Cuba en la Cumbre: Vergüenza contra dinero

Por: Raúl  Antonio  Capote  

Toda cumbre tiene su abismo, dice un antiguo proverbio andino, en el hecho que nos ocupa, se pudo ver con claridad la certeza de la sabiduría popular.

La Cumbre de Lima, convocada bajo la sombra del águila calva, mostró el inmenso abismo que existe entre los intereses de los pueblos de la Patria Grande y los gobiernos entreguistas y genuflexos del Continente, prestos la mayoría a acatar y hacer suyos el discurso injerencista y colonialista del amo del norte.

Bajo el mando gobierno yanqui y de su ministerio de colonias, la OEA, para vergüenza histórica de quienes se prestaron al juego, se condenó a Venezuela y se alabó el criminal bombardeo a Siria, se intentó legitimar a mercenarios y terroristas y presentarlos como representantes de la sociedad civil cubana.

La Cumbre fue un abismo de vergüenza para los genuflexos vasallos de la doctrina Monroe,  para los pueblos liderados por Cuba fue, una vez más,  la cumbre de la dignidad.

Cuba, Venezuela, Bolivia se irguieron ante el oprobio y Bolívar y Martí cabalgaron por los predios peruanos, seguidos por los pueblos irredentos de Nuestra América, en cuadro cerrado, como la plata en las entrañas de los Andes.

Cuba llamó a la lucha por la unidad, enfrentó calumnias e intentos de silenciar la voz de sus oradores, denunció las campañas contra Venezuela, defendió principios y verdades, sin miedo, con argumentos, ocupó los espacios que legítimamente le pertenecen y expulsó de ellos a los traidores.

Brillo la moral del pueblo de Fidel y de Raúl, esa fue la fuerza contra la que se estrelló la voz de los mercenarios.

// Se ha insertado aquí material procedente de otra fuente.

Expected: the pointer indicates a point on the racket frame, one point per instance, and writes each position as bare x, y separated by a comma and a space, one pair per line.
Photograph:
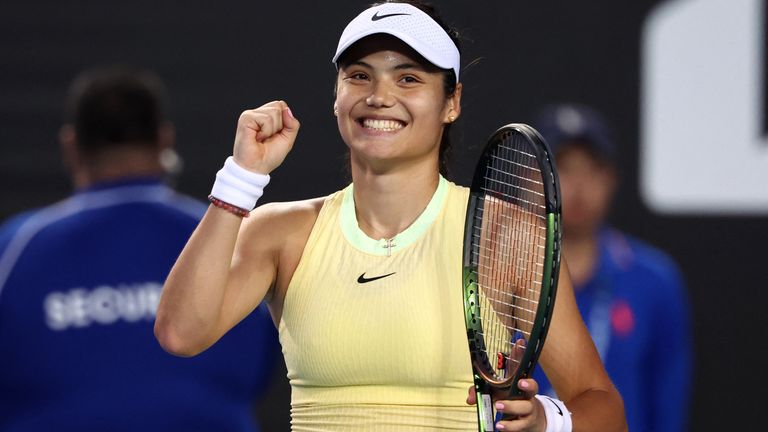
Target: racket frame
484, 382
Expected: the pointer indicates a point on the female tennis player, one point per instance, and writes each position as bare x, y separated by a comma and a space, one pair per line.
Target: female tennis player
365, 284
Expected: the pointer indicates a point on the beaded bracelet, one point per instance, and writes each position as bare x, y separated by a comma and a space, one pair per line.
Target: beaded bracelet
228, 207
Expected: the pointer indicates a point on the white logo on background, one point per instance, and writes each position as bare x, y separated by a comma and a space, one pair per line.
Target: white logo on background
105, 305
703, 149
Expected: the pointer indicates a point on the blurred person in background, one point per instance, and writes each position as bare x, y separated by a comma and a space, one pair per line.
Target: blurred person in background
80, 282
630, 294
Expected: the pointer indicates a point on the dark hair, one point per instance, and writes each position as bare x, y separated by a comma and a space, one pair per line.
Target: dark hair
449, 76
114, 106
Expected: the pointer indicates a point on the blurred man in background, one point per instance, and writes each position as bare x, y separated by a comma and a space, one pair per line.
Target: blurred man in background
630, 294
80, 281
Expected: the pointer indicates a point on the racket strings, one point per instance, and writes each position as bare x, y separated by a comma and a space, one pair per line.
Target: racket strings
510, 230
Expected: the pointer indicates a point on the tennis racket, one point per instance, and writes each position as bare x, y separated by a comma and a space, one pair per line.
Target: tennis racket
511, 261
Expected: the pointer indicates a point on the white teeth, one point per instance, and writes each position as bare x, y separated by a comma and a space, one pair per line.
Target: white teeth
382, 125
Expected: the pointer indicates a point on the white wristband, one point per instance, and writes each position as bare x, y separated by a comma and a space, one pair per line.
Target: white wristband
237, 186
558, 416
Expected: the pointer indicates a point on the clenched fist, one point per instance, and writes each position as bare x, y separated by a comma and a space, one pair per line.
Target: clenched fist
264, 137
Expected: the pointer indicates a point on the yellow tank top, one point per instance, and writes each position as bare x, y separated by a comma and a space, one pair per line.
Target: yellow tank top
373, 330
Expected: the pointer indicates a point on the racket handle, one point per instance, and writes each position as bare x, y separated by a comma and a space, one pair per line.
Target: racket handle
486, 418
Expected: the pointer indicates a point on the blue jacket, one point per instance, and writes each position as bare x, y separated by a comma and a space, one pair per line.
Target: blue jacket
79, 286
636, 309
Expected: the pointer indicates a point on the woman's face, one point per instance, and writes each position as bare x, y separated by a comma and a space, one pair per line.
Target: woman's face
391, 104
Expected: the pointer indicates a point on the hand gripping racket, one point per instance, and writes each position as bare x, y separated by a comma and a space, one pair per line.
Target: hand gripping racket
511, 261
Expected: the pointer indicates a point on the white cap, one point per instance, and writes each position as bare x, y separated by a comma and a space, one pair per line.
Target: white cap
409, 24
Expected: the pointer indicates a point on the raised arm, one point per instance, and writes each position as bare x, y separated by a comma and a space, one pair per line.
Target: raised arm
210, 288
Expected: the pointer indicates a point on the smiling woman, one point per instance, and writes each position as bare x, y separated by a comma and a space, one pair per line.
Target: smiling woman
365, 284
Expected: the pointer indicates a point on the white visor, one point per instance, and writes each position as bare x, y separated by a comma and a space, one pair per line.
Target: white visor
409, 24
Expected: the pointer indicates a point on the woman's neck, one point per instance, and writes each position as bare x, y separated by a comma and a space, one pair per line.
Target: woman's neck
388, 203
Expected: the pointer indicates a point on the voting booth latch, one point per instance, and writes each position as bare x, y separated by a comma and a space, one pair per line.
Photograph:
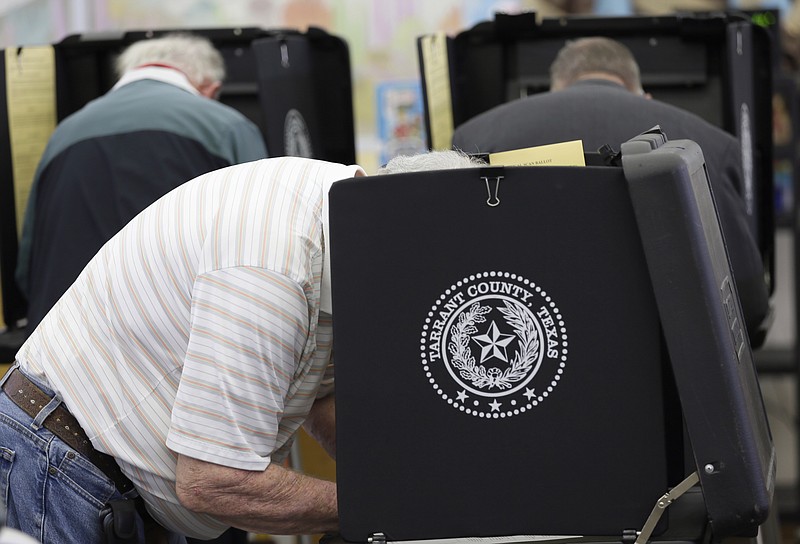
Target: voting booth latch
661, 505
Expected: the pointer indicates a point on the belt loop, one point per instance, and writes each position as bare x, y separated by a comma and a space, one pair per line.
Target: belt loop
14, 367
54, 403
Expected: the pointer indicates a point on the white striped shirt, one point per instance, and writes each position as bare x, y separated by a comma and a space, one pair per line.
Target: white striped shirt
197, 329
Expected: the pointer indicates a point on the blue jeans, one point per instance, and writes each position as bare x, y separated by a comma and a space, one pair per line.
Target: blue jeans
47, 490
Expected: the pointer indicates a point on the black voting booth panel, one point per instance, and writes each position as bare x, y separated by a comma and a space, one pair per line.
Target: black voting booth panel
526, 368
717, 66
296, 87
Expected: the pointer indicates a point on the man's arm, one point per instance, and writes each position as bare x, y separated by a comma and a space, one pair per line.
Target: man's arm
274, 501
321, 424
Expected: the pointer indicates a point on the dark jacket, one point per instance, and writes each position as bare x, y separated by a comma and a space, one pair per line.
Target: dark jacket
601, 112
110, 160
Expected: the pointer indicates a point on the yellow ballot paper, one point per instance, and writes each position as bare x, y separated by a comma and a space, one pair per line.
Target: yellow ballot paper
560, 154
31, 103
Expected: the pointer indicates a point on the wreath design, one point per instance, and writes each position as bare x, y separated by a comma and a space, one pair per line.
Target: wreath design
524, 358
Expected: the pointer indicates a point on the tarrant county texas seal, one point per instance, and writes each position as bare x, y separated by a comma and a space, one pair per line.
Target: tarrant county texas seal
494, 345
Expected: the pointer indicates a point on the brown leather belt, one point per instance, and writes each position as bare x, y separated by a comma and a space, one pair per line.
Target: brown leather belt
31, 399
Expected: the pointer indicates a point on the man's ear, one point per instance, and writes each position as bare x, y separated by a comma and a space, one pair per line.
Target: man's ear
210, 89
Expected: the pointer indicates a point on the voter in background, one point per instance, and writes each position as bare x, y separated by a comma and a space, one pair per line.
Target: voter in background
596, 96
158, 127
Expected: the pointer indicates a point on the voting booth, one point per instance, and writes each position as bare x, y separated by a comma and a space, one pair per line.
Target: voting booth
718, 66
543, 351
295, 86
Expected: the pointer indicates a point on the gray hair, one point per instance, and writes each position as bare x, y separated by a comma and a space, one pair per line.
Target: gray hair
591, 56
448, 159
195, 56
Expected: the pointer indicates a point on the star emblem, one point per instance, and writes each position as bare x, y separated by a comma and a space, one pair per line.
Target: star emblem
493, 343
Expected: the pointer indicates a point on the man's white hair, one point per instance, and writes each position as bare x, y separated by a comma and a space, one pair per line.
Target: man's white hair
195, 56
434, 160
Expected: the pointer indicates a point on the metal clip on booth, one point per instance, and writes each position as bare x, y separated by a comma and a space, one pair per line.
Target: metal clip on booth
566, 359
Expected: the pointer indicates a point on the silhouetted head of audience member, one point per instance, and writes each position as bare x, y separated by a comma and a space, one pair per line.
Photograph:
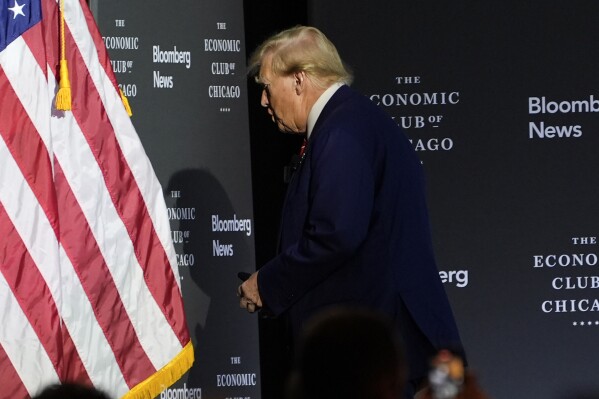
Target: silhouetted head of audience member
449, 379
350, 354
71, 391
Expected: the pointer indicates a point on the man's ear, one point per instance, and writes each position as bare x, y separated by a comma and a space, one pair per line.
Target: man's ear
300, 80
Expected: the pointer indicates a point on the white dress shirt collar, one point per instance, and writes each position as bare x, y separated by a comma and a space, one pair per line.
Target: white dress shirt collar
319, 106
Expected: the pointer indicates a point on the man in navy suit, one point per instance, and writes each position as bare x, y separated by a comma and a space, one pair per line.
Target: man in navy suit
355, 228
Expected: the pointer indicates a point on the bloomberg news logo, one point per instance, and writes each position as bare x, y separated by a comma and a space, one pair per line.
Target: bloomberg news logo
549, 108
457, 277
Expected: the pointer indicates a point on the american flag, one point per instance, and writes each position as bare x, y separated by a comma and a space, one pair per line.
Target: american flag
89, 287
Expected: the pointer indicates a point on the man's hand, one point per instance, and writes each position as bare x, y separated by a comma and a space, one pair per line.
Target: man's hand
249, 296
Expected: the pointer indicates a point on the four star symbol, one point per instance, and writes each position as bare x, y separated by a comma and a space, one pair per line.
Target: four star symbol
17, 9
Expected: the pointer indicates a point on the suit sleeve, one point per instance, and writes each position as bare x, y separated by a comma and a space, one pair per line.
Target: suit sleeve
341, 196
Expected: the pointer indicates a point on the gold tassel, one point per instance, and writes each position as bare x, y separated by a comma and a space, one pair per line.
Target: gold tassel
126, 103
63, 97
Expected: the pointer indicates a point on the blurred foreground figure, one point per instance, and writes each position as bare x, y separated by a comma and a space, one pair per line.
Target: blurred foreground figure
71, 391
349, 354
449, 380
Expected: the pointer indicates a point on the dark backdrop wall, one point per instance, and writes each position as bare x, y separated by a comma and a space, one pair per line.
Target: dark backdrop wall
500, 101
182, 67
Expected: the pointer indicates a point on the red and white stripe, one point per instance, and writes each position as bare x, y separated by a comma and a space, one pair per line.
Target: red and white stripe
89, 288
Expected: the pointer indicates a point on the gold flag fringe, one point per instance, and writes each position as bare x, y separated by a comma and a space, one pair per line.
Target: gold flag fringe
165, 377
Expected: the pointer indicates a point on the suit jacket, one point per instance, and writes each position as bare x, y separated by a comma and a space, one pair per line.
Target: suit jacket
355, 231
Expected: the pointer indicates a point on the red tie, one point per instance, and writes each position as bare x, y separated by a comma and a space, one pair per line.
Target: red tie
303, 148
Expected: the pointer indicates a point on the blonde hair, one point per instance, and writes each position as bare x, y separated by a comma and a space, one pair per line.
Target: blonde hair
302, 48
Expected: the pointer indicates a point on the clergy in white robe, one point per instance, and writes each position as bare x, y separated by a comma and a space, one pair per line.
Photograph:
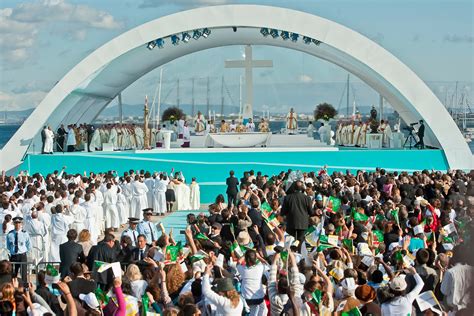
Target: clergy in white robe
122, 207
183, 197
37, 231
159, 204
90, 220
291, 122
110, 207
195, 199
113, 137
79, 214
59, 227
139, 199
150, 183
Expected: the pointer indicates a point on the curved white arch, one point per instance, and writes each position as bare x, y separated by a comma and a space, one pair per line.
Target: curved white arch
87, 88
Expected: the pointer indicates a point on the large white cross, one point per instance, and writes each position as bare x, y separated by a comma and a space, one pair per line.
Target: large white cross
248, 64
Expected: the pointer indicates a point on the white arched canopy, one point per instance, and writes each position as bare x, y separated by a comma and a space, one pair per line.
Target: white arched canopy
90, 86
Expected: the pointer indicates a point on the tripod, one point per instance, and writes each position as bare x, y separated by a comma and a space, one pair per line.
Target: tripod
410, 140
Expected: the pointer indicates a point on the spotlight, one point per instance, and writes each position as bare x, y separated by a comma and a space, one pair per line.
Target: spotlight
197, 34
151, 45
206, 32
160, 43
186, 37
294, 37
274, 33
175, 40
307, 40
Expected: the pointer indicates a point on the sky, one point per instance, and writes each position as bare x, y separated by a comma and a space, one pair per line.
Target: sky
40, 41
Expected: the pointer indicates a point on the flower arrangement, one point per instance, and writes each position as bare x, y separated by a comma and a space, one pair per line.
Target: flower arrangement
172, 114
324, 111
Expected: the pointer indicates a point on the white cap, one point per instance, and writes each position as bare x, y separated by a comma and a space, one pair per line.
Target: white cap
90, 300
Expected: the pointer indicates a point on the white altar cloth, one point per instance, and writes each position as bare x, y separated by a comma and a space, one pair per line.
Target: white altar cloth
240, 140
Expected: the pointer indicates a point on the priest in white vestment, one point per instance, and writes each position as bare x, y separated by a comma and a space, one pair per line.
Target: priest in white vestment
159, 204
195, 195
38, 232
183, 196
291, 122
59, 227
139, 199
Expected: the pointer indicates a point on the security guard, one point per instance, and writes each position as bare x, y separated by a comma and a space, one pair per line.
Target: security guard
147, 227
18, 244
131, 231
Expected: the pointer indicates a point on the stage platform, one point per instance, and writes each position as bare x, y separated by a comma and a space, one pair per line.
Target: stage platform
211, 166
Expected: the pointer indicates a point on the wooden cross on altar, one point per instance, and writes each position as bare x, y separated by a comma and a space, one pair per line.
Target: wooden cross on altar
248, 64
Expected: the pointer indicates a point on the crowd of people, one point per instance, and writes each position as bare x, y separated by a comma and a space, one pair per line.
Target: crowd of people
295, 243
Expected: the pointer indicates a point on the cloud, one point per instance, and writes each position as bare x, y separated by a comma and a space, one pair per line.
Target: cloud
181, 3
305, 78
20, 101
19, 26
459, 39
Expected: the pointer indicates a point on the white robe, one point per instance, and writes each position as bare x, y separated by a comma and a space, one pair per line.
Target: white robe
150, 183
37, 231
79, 214
159, 203
183, 197
110, 208
195, 198
59, 227
139, 199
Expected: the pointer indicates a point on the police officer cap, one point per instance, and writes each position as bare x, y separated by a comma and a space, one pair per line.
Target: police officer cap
133, 220
147, 210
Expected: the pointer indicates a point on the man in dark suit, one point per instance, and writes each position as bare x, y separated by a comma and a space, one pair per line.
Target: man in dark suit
79, 284
104, 252
297, 207
232, 188
70, 252
421, 135
61, 137
141, 251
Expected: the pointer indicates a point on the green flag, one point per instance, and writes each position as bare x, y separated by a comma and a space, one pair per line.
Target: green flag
266, 207
353, 312
360, 217
201, 236
323, 247
334, 204
317, 295
394, 214
347, 242
101, 296
378, 235
50, 270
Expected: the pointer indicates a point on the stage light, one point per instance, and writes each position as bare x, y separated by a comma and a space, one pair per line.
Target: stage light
160, 43
186, 37
307, 40
175, 40
274, 33
206, 32
294, 37
197, 34
151, 45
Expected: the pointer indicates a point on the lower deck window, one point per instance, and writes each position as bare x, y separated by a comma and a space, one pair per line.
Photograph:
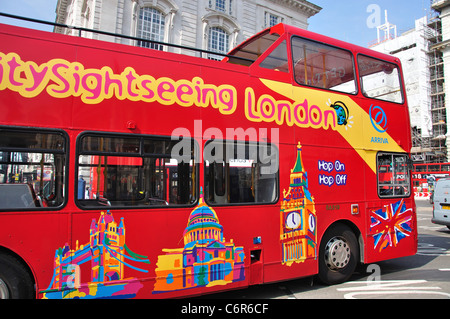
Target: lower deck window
238, 173
120, 171
32, 169
393, 175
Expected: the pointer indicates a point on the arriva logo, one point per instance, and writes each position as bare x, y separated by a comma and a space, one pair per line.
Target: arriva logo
378, 117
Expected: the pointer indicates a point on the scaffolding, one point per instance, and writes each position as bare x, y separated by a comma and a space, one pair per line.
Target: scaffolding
438, 141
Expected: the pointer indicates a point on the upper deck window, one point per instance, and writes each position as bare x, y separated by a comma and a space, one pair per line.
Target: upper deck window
253, 49
277, 59
323, 66
380, 79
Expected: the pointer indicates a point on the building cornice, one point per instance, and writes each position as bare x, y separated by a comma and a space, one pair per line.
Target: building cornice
302, 6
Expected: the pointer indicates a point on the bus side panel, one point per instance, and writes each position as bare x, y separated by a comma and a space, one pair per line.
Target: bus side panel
35, 237
391, 229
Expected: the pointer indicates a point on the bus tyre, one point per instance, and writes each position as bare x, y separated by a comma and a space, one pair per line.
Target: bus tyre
15, 280
338, 255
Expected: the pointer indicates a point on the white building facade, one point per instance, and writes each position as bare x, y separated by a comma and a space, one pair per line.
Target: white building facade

Alguien preguntó a uno de los integrantes de la Delegación Cubana a la Cumbre de los Pueblos, con qué contábamos los cubanos para vencer a la coalición de la derecha continental y este le contestó como un relámpago, usando la frase de El Mayor “Con la vergüenza de los cubanos” y otro agregó, “Vergüenza contra Dinero, eso es esta Cumbre, es la cumbre de la vergüenza y la dignidad de la América Nuestra, frente al dinero del Imperio”

Cumbres y abismos, dignidad y verdad frente a la bajeza, la calumnia y el miedo de los cipayos.

Por las calles de Lima ondeó libre la bandera de la estrella solitaria, se escucharon los cantos y consignas de la juventud libre de Cuba, se oyó la rumba rebelde y se bailó al compás de nuestro son,  se sintió la alegría de un pueblo orgulloso y solidario, que tendió la mano a todo el que quiso estrecharla, pero que rechazó indignado cualquier intento de mancilla.

Pinos viejos y pinos nuevos se juntaron, como lo que son, esa arcilla moldeada con el amor de siglos de lucha, de historia, de anhelos de ver crecer soberana a la Patria

Brilló la cultura, la educación, la sensibilidad, la pasión propia de nuestra esencia. Fuimos en Lima la voz de los sin voz. La Cuba de Martí y Fidel fue la cumbre y tendió puentes frente al abismo. Allá estuvo Roa en la voz de nuestro Canciller y Raúl en la de nuestros jóvenes, todos con la mirada y el corazón puestos en la patria siempre cercana, seguros de nos contemplaba orgullosa.